Richard Barthelmess plays Chen Huan, the "Yellow Man". He's a Chinese man who's come to London to preach the non-violent Buddhist way of life, only to find that Londoners apparently don't care about such things -- Chen has wound up in the Limehouse, one of London's slum districts, where he makes a living, such as it is, by selling Chinese-themed knickknacks.
The other male lead is "Battling" Burrows, a boxer played by Donald Crisp, long before he became the kindly older man in movies like How Green Was My Valley -- these are his young, virile days. Well, not that young, since he's old enough to have fathered a teenaged daughter Lucy (Lillian Gish), who lives with him. Burrows is a brute of a man, and not only inside the boxing ring, as he treats Lucy like dirt, making her wait on him hand and foot and beating her if she doesn't do what he says.
It's unsurprising, then, that Lucy would eventually run away from her father. You can probably guess what happens next, which is that Lucy winds up in the Asian section of Limehouse, which is how she meets Chen.
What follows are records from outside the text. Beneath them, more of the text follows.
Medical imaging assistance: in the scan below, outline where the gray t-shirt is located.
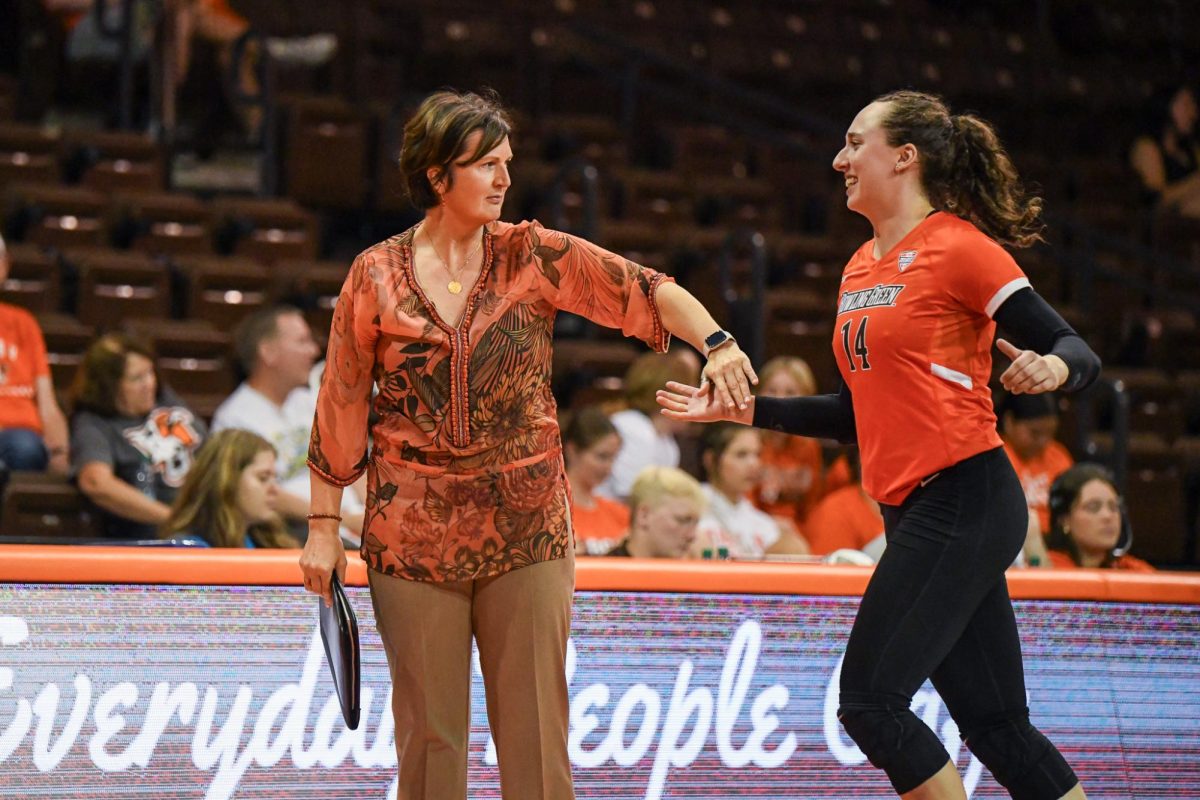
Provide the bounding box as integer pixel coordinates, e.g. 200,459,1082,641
71,395,206,539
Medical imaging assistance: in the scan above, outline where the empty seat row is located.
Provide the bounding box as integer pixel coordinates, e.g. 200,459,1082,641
4,184,320,261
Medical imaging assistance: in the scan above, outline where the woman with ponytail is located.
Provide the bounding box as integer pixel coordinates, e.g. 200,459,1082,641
659,91,1100,800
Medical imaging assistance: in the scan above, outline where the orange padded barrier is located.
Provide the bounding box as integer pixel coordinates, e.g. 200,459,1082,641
0,545,1200,604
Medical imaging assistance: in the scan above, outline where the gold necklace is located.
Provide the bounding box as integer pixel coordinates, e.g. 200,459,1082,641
421,224,484,294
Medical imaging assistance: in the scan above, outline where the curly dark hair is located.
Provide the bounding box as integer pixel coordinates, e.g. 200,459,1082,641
875,91,1045,247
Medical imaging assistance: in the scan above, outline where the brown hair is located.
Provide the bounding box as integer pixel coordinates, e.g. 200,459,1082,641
1046,462,1128,566
563,405,617,451
875,91,1044,247
700,422,762,483
233,305,302,377
158,428,300,548
70,333,163,416
758,355,817,397
400,89,512,209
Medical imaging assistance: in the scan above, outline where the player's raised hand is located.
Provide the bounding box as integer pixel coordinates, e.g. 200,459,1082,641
654,380,754,425
996,339,1068,395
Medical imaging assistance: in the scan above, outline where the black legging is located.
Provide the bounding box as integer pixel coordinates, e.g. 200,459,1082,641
838,447,1078,800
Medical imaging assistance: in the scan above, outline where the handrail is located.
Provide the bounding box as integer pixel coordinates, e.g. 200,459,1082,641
550,157,600,240
224,29,280,197
92,0,134,131
716,228,767,365
1075,375,1129,494
0,545,1200,606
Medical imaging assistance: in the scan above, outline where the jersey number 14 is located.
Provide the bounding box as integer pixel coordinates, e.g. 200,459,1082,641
841,317,871,372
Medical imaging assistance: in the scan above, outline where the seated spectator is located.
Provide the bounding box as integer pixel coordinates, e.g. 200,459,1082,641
694,422,809,559
71,333,205,539
599,349,700,499
1046,464,1154,572
751,356,823,530
563,407,629,555
607,467,708,559
804,447,883,560
0,237,71,475
160,429,300,547
998,395,1075,535
212,306,366,546
1129,84,1200,218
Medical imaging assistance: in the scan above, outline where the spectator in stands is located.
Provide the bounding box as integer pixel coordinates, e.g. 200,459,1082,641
563,405,629,555
599,349,700,499
300,90,757,800
804,447,883,560
71,333,206,539
0,232,71,475
694,423,809,559
1046,463,1154,572
1129,84,1200,218
752,356,823,525
212,306,366,546
607,467,708,559
160,428,300,547
998,392,1075,536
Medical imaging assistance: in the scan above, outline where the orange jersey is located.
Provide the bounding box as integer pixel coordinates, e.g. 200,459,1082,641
0,303,50,433
571,494,629,555
1004,441,1075,535
750,437,823,529
833,212,1030,505
804,485,883,555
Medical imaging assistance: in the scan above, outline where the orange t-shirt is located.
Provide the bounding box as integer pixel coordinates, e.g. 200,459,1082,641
1048,551,1158,572
571,495,629,555
804,485,883,555
833,212,1030,505
751,435,823,530
0,302,50,433
1004,441,1075,535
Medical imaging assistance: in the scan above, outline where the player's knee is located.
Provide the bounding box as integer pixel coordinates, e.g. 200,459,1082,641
838,703,904,769
962,714,1078,800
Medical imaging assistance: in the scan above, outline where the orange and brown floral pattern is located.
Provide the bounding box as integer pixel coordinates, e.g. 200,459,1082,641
308,222,671,581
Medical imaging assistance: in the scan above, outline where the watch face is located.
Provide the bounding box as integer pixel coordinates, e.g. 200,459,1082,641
704,331,730,349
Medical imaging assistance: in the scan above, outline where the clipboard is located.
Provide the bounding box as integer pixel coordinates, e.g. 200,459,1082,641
317,571,360,730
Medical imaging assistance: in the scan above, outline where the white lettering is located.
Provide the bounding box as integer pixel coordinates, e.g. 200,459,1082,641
0,616,34,764
607,684,662,766
34,675,91,772
646,660,713,800
121,684,199,769
87,681,138,772
716,619,796,769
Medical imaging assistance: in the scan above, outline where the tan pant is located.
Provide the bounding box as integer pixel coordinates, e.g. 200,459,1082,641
367,549,575,800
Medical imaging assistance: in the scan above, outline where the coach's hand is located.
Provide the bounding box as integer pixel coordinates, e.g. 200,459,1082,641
654,380,754,425
300,519,346,606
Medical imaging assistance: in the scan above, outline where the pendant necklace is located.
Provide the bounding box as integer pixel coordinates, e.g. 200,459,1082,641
421,224,484,294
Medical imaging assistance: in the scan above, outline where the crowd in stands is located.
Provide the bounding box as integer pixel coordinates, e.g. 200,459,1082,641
0,0,1200,569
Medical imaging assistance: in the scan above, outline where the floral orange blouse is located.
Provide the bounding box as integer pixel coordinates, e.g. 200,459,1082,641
308,222,671,581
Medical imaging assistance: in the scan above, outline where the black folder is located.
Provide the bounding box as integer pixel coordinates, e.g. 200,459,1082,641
317,572,360,730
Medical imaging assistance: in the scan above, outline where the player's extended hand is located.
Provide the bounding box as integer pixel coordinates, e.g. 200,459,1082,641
300,521,346,606
701,342,758,410
654,380,754,425
996,339,1069,395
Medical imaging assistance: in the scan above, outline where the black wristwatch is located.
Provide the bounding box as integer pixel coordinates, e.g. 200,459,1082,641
704,330,737,359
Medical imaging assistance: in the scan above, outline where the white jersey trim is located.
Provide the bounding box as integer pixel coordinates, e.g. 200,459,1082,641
984,278,1032,319
929,363,974,389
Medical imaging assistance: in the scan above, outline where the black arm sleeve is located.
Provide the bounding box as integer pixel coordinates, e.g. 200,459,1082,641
754,383,858,445
992,289,1100,392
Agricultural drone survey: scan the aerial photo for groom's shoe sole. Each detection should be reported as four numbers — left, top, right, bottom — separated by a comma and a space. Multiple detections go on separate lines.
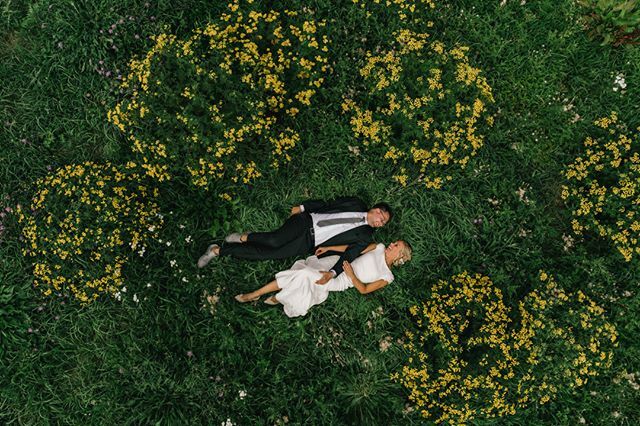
224, 232, 242, 243
198, 244, 219, 268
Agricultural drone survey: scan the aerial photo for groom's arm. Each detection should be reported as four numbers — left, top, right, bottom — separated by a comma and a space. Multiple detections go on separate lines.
331, 243, 368, 277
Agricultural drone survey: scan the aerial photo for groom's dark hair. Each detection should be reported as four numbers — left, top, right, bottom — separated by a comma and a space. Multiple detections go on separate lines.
369, 203, 393, 220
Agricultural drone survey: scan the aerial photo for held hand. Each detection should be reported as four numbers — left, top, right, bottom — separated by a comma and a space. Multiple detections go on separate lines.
342, 260, 356, 279
315, 247, 329, 256
316, 271, 333, 285
290, 206, 300, 216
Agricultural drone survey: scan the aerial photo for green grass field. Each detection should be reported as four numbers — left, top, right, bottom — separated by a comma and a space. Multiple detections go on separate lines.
0, 0, 640, 425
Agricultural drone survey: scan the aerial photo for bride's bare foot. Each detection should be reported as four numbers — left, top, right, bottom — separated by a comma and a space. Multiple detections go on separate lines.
264, 296, 280, 305
235, 294, 260, 303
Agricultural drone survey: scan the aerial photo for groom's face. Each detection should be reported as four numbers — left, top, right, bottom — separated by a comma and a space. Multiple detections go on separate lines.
367, 207, 389, 228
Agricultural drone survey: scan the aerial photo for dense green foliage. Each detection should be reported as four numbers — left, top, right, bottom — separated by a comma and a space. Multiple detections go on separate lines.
0, 0, 640, 425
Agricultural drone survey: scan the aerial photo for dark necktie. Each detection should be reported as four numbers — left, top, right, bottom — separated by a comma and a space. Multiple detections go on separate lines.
318, 217, 364, 226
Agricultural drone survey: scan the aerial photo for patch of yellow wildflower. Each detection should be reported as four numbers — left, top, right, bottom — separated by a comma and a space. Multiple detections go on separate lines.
391, 272, 617, 424
108, 0, 330, 199
342, 28, 494, 189
18, 162, 163, 304
562, 112, 640, 262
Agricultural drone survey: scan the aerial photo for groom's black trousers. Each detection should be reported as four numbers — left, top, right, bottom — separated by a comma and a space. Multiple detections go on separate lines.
220, 212, 315, 260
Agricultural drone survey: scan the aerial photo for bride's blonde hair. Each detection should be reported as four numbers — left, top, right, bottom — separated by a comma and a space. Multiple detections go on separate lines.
393, 240, 413, 266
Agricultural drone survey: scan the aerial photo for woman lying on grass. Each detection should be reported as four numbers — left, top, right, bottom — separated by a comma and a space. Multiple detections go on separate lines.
236, 240, 411, 317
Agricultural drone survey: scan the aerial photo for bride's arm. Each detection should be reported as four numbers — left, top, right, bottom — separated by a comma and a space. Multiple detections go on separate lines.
315, 243, 377, 256
360, 243, 377, 255
342, 261, 389, 294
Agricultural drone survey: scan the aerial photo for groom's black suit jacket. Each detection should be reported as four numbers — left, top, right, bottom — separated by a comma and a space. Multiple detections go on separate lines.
302, 197, 374, 276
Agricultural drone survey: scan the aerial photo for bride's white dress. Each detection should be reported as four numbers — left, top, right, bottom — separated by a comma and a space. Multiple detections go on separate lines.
276, 244, 393, 317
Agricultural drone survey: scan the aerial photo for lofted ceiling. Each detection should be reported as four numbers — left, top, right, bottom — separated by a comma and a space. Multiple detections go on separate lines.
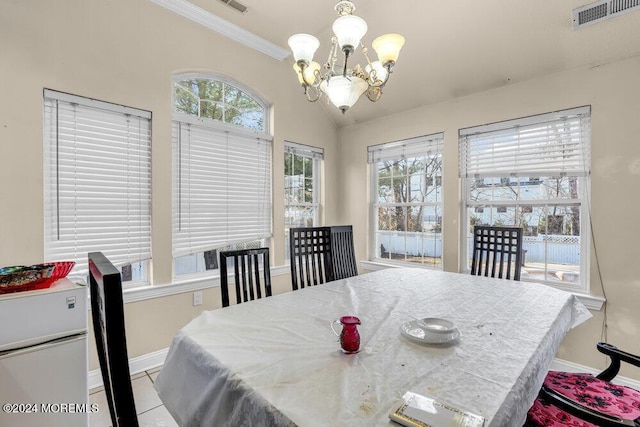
178, 0, 640, 127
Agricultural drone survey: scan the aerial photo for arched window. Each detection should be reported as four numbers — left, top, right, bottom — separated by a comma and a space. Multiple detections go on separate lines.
173, 74, 267, 132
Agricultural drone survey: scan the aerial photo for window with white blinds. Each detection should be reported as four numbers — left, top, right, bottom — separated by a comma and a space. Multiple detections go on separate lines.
460, 107, 591, 178
173, 121, 272, 258
368, 133, 444, 268
44, 90, 151, 280
459, 106, 591, 292
284, 141, 324, 260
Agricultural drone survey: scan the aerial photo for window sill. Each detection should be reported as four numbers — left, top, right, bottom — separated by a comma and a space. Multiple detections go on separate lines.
122, 265, 289, 304
360, 260, 606, 311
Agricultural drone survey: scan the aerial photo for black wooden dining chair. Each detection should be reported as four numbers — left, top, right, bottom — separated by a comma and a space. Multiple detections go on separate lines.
220, 248, 271, 307
89, 252, 138, 427
525, 342, 640, 427
289, 227, 334, 291
329, 225, 358, 280
471, 225, 522, 280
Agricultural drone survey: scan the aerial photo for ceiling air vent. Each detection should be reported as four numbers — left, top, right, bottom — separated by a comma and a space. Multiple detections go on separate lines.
220, 0, 248, 13
573, 0, 640, 30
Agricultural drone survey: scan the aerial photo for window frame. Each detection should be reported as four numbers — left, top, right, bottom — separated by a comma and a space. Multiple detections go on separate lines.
171, 73, 271, 135
171, 73, 273, 281
368, 132, 444, 270
459, 106, 591, 294
43, 89, 152, 288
He takes her in, nd she falls hard for him because she's never known a man to show her any kindness -- kindnesses that Chen sees as part of his Buddhist duty. Burrows realizes what a jerk he's been, and Chen and Lucy live together happily ever after.
Yeah, right, you know there's no chance in hell of that last sentence coming to pass in a movie like this. Burrows would never just give up his daughter if she ran away. And he especially wouldn't do it if she wound up with -- horror of horrors -- a Chinaman! One of Burrows' friends finds out what's happened to Lucy, sending Burrows to Limehouse to get her from Chen and take her home, which ultimately leads to the movie's tragic denouement.
Broken Blossoms has naturally aged somewhat in the 90-plus years since it was released, and that's unfotunately to the detriment of the movie at times when watching it in 2013. Modern critics will immediately point out that you've got lily-white Richard Barthelmess playing somebody from China. That, and the Chinese people being portrayed as having all the old stereotypes. (To be fair, the whites aren't exactly morally upstanding here either.) As for the idea of interracial love being forbidden, I think in the case of Broken Blossoms that's beside the point. Burrows is a controlling, possessive man much like Patrick Bergen's character in Sleeping With the Enemy 70 years later, a man who would go halfway across the country to find the woman he obsesses over, even if she's seeing another white guy now. The three leads all give excellent performances for a silent melodrama, and the story, while predictable, still fascinates.
Broken Blossoms has received a DVD release, although the one TCM sells is a bit expensive.